Beberapa keuntungan yang ditawarkan investasi ETF, versi Bursa Efek Indonesia. Klik gambar untuk memperbesar |
Selain ETF LQ45, beberapa ETF
lainnya mengikuti indeks-indeks lain yang ada di bursa (daftar indeks saham di
BEI bisa dilihat disini),
seperti IDX30, Jakarta Islamic Index (JII), Sri-Kehati, Bisnis27, dan
seterusnya. Jadi kalau anda katakanlah hanya ingin membeli saham-saham syariah,
maka boleh ikut ETF Jakarta Islamic Index. Yang tidak ada adalah ETF IHSG,
karena tentunya tidak mungkin bagi seorang fund manager yang mengelola ETF
tersebut untuk membeli semua saham yang ada di BEI (yang jumlahnya, ketika
artikel ini ditulis, total 662 saham), termasuk diantaranya saham-saham tidur,
saham-saham yang di-suspen, saham gocap bin laknat, saham yang baru IPO, dan
saham gorengan model MYRX
dkk. Namun karena seperti yang disebut diatas, pergerakan indeks LQ45 terbilang
mirip dengan IHSG, maka anda bisa ambil ETF LQ45 ini saja. Dan dalam jangka
panjang, keuntungan investasi yang anda hasilkan akan kurang lebih setara
dengan kinerja IHSG.
Okay Pak Teguh, lalu dimana saya
beli ETF ini? Well, karena ETF ini termasuk baru, maka belum ada banyak sekuritas/perusahaan
asset management yang menjualnya. Namun daftar manajer investasi yang sudah
menjual ETF bisa dilihat
disini (saya gak bisa menyebut nama/merk reksadana karena nanti dianggap
endorse). Terus kalau Pak Teguh sendiri ada beli ETF? Nggak, karena kami sudah
bisa melakukan diversifikasi itu sendiri. Adakah risiko tertentu kalau saya
beli ETF ini, dibanding jika saya beli saham sendiri? Secara umum boleh
dibilang tidak ada, kecuali kalau IHSG-nya crash seperti tahun 2008 lalu,
tapi kalau itu terjadi maka gak cuma investor ETF, melainkan investor yang
pegang saham biasa juga pasti kebakaran semuanya. Namun disisi lain, jika
pasarnya sedang naik/IHSG bullish, maka keuntungan yang diperoleh
pemegang ETF juga akan kurang lebih sebanyak kenaikan IHSG saja, sedangkan jarang
terjadi IHSG naik lebih dari 20% dalam setahun.

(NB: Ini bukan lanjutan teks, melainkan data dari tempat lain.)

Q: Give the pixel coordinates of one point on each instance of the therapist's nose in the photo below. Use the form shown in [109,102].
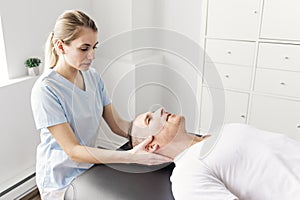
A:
[161,111]
[91,54]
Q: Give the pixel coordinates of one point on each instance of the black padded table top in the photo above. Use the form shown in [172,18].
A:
[109,183]
[123,182]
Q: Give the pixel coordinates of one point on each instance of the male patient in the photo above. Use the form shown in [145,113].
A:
[246,163]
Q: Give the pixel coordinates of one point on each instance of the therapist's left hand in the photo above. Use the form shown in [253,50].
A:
[140,155]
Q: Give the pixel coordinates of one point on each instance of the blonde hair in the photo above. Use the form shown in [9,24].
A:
[67,28]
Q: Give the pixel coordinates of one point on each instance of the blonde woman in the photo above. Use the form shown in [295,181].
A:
[67,102]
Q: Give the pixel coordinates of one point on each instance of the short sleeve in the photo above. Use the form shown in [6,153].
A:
[197,183]
[46,107]
[104,94]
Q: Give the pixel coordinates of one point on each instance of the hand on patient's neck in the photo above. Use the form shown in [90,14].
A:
[180,143]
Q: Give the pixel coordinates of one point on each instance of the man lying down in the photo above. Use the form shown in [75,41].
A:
[245,163]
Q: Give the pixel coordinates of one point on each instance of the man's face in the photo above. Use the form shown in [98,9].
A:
[163,125]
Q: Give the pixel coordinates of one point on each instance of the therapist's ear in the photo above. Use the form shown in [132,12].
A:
[152,147]
[60,46]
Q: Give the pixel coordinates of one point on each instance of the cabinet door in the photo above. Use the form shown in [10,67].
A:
[232,76]
[233,19]
[279,56]
[230,52]
[281,19]
[277,115]
[236,105]
[278,82]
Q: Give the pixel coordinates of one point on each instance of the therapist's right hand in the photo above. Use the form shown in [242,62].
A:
[140,155]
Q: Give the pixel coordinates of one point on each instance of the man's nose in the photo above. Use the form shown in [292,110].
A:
[162,111]
[91,54]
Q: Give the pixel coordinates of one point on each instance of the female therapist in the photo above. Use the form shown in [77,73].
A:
[67,102]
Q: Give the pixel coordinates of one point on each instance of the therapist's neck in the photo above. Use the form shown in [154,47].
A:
[66,70]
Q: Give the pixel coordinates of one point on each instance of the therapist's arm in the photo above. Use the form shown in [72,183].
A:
[116,123]
[65,137]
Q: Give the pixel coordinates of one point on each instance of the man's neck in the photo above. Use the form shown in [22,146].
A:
[179,145]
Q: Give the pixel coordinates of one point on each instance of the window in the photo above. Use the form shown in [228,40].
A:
[3,64]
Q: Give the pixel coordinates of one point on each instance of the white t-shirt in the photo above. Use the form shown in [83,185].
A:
[246,163]
[55,100]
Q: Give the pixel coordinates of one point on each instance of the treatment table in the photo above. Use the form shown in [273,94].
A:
[123,182]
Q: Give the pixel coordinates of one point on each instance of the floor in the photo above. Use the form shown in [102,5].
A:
[34,195]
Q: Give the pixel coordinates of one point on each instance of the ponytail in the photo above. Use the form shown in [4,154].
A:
[67,29]
[51,56]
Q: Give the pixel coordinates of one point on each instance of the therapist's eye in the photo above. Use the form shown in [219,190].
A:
[84,49]
[148,120]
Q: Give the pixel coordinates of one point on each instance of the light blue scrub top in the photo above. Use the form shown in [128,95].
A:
[56,100]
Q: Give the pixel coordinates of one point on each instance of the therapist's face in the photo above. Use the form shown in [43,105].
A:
[162,125]
[80,53]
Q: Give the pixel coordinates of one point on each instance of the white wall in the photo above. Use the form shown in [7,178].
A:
[27,24]
[183,17]
[18,134]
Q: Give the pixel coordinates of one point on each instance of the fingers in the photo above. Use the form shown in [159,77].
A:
[146,142]
[155,159]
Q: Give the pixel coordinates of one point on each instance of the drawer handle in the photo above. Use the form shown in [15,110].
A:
[282,83]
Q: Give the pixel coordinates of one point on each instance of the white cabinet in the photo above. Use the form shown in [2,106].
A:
[277,115]
[281,20]
[283,83]
[232,76]
[230,52]
[254,45]
[236,105]
[279,56]
[233,19]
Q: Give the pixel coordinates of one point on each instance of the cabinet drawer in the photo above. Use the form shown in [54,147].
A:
[277,115]
[232,76]
[279,56]
[230,52]
[278,82]
[281,20]
[236,105]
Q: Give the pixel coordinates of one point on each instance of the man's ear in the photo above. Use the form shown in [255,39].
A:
[152,147]
[60,46]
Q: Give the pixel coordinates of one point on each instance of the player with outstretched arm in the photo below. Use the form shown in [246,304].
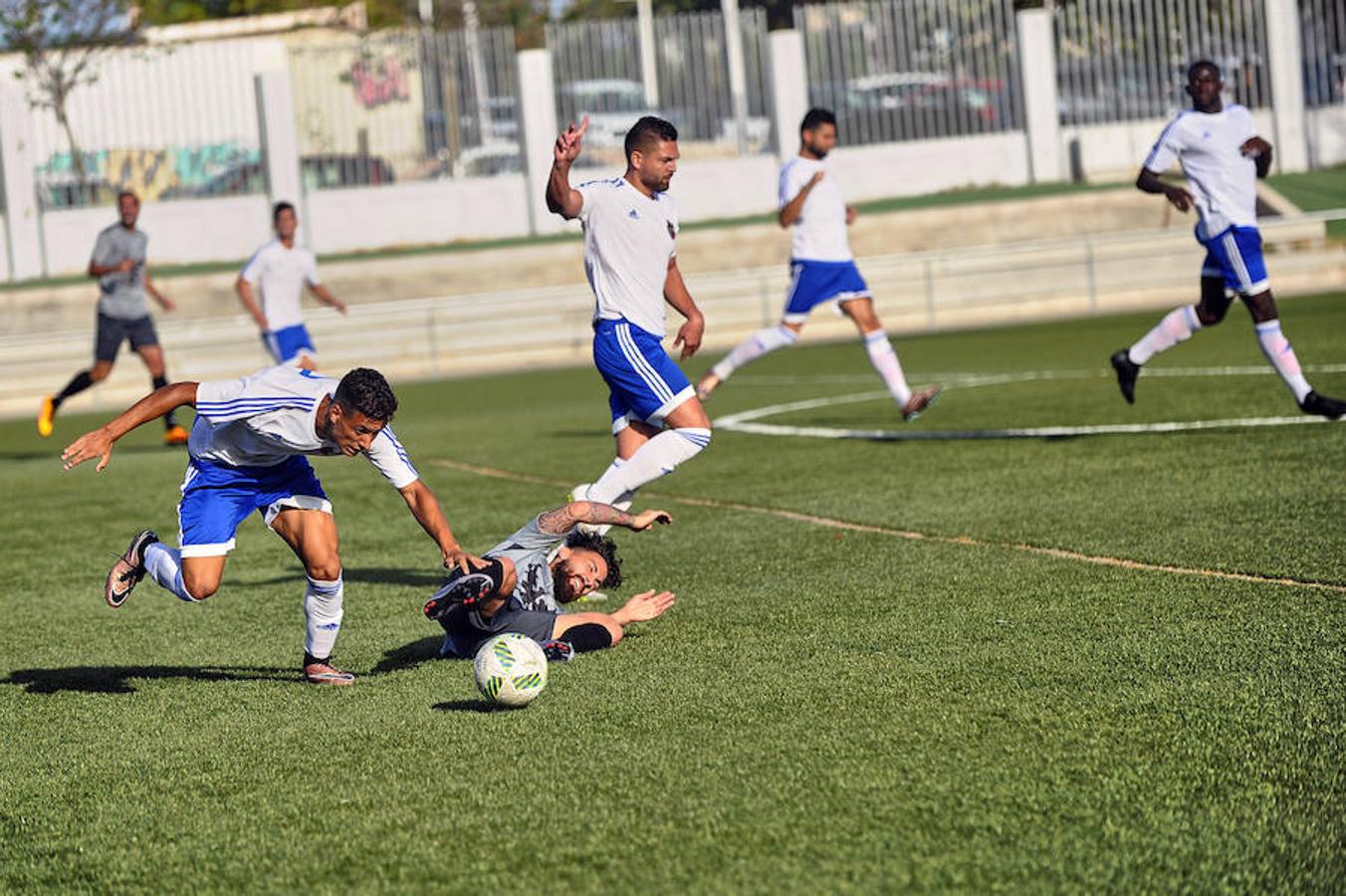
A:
[247,454]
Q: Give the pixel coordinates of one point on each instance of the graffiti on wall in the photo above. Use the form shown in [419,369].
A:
[152,174]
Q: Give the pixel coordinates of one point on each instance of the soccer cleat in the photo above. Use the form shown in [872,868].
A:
[1127,373]
[706,385]
[558,651]
[920,401]
[322,673]
[461,588]
[128,570]
[1323,406]
[46,416]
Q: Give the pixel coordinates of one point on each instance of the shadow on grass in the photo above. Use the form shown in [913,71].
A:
[115,680]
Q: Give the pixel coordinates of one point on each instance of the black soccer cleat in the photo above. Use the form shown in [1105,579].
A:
[1127,373]
[128,570]
[461,588]
[1323,406]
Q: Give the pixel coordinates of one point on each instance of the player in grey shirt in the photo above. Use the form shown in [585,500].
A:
[118,264]
[539,569]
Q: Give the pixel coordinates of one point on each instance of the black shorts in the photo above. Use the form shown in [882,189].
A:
[467,631]
[113,332]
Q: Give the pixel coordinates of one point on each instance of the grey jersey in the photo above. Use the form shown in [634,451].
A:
[121,295]
[530,550]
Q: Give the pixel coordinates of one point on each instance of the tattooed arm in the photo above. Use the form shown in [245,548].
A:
[562,520]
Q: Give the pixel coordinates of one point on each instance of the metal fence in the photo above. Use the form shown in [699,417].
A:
[1323,30]
[1127,60]
[404,107]
[599,75]
[913,70]
[168,122]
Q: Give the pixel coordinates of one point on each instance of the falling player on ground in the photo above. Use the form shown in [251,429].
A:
[821,271]
[1223,156]
[247,454]
[534,573]
[630,226]
[118,265]
[280,269]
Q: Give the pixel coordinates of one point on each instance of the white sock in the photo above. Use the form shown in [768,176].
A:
[322,612]
[1177,326]
[886,362]
[754,347]
[163,563]
[1281,356]
[656,458]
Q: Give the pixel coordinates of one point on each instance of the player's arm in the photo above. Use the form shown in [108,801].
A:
[1260,152]
[676,294]
[791,210]
[325,296]
[243,287]
[561,198]
[562,520]
[1150,182]
[427,512]
[99,443]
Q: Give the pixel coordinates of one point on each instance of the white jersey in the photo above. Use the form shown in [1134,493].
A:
[820,229]
[282,275]
[1223,179]
[271,416]
[629,241]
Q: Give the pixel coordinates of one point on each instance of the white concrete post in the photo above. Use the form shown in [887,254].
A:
[539,129]
[1285,61]
[1038,70]
[788,91]
[18,165]
[280,142]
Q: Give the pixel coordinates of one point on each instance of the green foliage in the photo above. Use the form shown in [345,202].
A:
[822,711]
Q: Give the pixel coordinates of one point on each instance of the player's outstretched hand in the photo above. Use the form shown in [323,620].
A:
[689,336]
[647,605]
[1181,198]
[646,520]
[568,144]
[463,561]
[87,447]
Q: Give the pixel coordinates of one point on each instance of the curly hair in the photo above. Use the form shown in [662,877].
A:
[366,391]
[604,548]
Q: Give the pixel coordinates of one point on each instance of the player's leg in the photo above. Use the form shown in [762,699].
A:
[108,336]
[884,359]
[313,536]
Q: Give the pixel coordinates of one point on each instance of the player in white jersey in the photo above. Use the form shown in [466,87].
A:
[1223,156]
[247,454]
[630,226]
[821,271]
[282,269]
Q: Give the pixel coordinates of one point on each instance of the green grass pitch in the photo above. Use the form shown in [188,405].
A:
[825,709]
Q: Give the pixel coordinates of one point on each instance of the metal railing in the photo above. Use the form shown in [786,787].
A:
[913,70]
[1127,60]
[405,107]
[1323,34]
[167,122]
[599,75]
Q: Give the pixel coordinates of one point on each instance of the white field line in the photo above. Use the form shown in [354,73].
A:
[828,523]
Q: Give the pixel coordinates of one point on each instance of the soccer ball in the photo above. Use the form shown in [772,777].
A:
[511,670]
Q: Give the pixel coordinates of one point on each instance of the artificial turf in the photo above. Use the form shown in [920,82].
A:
[824,709]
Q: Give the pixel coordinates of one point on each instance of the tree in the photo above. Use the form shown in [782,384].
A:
[60,41]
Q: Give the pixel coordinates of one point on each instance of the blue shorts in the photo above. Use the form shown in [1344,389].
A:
[1235,255]
[215,498]
[643,382]
[289,343]
[811,283]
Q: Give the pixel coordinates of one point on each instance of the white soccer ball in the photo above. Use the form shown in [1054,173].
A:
[511,670]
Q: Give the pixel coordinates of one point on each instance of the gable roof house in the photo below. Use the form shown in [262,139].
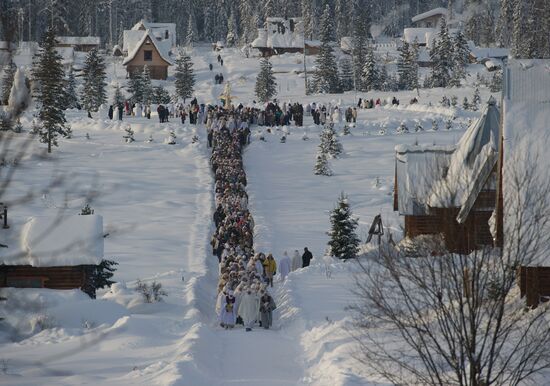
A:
[148,51]
[55,253]
[452,191]
[284,35]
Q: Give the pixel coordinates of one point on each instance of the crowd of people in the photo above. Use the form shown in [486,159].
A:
[244,275]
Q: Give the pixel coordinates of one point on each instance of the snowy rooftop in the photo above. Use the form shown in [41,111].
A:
[79,40]
[417,168]
[280,33]
[470,165]
[58,241]
[487,52]
[163,47]
[433,12]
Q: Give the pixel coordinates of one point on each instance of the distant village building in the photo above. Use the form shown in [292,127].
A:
[430,19]
[148,52]
[56,253]
[451,191]
[149,44]
[79,43]
[284,35]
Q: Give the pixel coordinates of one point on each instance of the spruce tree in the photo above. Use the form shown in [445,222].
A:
[185,78]
[344,243]
[441,56]
[118,98]
[160,95]
[460,59]
[7,81]
[48,73]
[371,76]
[147,85]
[322,166]
[135,87]
[71,97]
[266,87]
[326,79]
[346,75]
[93,74]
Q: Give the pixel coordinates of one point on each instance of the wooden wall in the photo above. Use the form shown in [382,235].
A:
[534,284]
[68,277]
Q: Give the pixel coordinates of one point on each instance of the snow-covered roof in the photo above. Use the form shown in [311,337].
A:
[481,53]
[422,35]
[433,12]
[417,168]
[471,164]
[159,30]
[279,32]
[79,40]
[58,241]
[67,54]
[162,48]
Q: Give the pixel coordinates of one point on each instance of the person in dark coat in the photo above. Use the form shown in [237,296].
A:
[306,258]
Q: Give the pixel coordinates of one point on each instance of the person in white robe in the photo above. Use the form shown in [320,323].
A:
[249,308]
[296,260]
[285,266]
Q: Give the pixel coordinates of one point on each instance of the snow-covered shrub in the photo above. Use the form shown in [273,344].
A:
[151,293]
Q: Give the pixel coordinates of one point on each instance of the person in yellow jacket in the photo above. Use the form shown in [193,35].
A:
[270,269]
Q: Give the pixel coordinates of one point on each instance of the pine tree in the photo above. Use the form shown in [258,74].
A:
[102,274]
[19,94]
[48,73]
[160,95]
[118,98]
[192,32]
[346,75]
[185,78]
[129,136]
[460,59]
[231,38]
[135,87]
[371,76]
[266,87]
[326,79]
[441,56]
[476,101]
[7,81]
[322,166]
[147,85]
[93,73]
[71,97]
[344,243]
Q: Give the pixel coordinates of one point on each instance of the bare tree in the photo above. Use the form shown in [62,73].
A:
[454,319]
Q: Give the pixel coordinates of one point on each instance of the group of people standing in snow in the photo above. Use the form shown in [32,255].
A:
[244,276]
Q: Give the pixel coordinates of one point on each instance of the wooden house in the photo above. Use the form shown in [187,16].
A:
[148,52]
[451,191]
[55,253]
[284,35]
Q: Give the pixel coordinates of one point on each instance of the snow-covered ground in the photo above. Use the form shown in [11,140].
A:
[157,203]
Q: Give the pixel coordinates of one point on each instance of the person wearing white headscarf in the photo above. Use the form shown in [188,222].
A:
[296,260]
[249,308]
[285,266]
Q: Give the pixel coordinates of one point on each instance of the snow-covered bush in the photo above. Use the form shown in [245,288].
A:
[151,293]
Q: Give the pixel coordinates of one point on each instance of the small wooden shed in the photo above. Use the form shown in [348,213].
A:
[56,253]
[451,190]
[148,52]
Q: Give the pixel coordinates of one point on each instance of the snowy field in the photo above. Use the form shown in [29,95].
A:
[157,204]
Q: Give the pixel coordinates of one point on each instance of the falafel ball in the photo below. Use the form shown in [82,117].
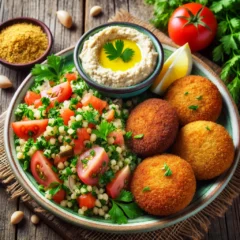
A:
[194,98]
[160,192]
[156,122]
[207,146]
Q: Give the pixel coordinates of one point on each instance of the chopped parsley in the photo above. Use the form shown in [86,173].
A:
[123,208]
[193,107]
[114,52]
[104,129]
[168,171]
[139,136]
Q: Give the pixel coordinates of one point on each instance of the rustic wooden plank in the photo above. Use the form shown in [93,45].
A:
[109,9]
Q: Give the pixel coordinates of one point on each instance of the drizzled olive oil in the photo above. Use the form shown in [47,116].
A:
[118,64]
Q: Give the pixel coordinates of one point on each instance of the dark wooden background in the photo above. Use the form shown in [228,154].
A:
[225,228]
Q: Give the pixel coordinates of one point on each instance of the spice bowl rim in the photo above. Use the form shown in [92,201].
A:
[123,90]
[36,22]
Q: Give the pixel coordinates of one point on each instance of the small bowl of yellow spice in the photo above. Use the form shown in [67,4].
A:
[24,42]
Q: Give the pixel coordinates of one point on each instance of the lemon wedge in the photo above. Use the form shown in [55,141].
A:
[178,65]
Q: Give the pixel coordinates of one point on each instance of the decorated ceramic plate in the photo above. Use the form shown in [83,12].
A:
[206,192]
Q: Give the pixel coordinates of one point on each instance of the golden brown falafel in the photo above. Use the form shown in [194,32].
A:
[194,98]
[163,195]
[207,146]
[157,121]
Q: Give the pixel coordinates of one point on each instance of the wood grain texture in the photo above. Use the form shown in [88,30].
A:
[226,228]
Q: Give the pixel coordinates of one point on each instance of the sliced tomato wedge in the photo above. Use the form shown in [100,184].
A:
[31,97]
[58,93]
[59,196]
[71,76]
[41,169]
[66,114]
[30,128]
[120,182]
[83,135]
[118,137]
[110,115]
[97,103]
[87,200]
[59,159]
[90,166]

Karena itulah, jika anda termasuk yang belum
bisa menerapkan diversifikasi dengan baik dan benar, maka anda untuk sementara juga
bisa mengambil ETF ini, sambil tetap membeli saham-saham seperti biasa. Seperti
yang pernah penulis sampaikan di seminar, portofolio yang ideal (dari sudut
pandang diversifikasi) adalah portofolio dimana tidak ada saham yang naik
turunnya berpengaruh terlalu besar terhadap kinerja porto secara keseluruhan,
tapi disisi lain juga tidak ada saham yang tidak memberikan pengaruh sama
sekali. Thus, sekarang boleh lihat lagi rekening anda di sekuritas: Jika
disitu ada satu atau dua saham yang alokasi dananya gede sendiri, atau
sebaliknya ada satu atau dua saham receh yang anda membelinya sebanyak 1
atau 10 lot saja (biasanya karena iseng doang, atau karena anda tahu bahwa itu
saham gorengan sehingga gak berani beli banyak), then you know what to do.
***
Ebook Kumpulan
Analisa & Rekomendasi 30 Saham Pilihan edisi Kuartal
III 2019 sudah terbit! Dan anda bisa memperolehnya
disini.
Follow/lihat foto-foto penulis di Instagram, klik 'View on Instagram' dibawah ini:
Komentar
Baru sekarang ini saya mau comment: apa beda nya ETF dengan reksadana indeks?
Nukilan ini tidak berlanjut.